Cavaco insiste que eleições locais têm "interpretação local"

O Presidente da República insistiu hoje que as eleições locais têm "uma interpretação local", sublinhando que Portugal deve ser "uma país normal" e seguir essa regra, assim como os governos devem cumprir os seus mandatos até ao fim.

"Portugal deve ser um país normal e os nossos parceiros europeus acham que Portugal deve ser um país normal, isto é, um país em que eleições locais têm um significado local e não mais do que isso", afirmou o chefe de Estado, Aníbal Cavaco Silva, em declarações aos jornalistas em Estocolmo, durante a visita de Estado que está desde realizar à Suécia desde terça-feira.

Revelando que nos encontros que teve com o primeiro-ministro e os ministros suecos o resultado das eleições autárquicas foi um dos temas abordados, Cavaco Silva adiantou que lhes transmitiu que, "como é normal em todos os países da União Europeia, eleições locais são eleições locais e têm uma interpretação local e não mais do que isso".

"Tal como lhes disse que, como é normal na maioria dos países da União Europeia, os governos eleitos devem completar os seus mandatos e disse-lhes que é isso que deve acontecer em Portugal", acrescentou, reiterando que a estabilidade política é fundamental para um país que está a implementar um programa de ajustamento.
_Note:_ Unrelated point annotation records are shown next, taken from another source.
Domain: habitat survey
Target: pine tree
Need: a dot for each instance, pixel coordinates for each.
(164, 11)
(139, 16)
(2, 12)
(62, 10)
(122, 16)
Cavaco Silva disse ainda que os mercados e os outros países "olham com atenção para esse aspeto" e "esperam que Portugal seja nesta matéria um país normal, que não seja uma exceção".

Ou seja, "Governo eleito para quatro anos deve completar os seus mandatos de quatro anos", precisou.

A este propósito, o Presidente da República recordou que, em 1989, quando era primeiro-ministro também obteve um "mau resultado" nas eleições autárquicas e tal facto não o impediu de ter uma maioria absoluta em 1991.

"O que nós verificamos na Europa é que as eleições a meio dos mandatos são normalmente eleições em que ocorre protesto em relação àqueles que estão no poder", acrescentou.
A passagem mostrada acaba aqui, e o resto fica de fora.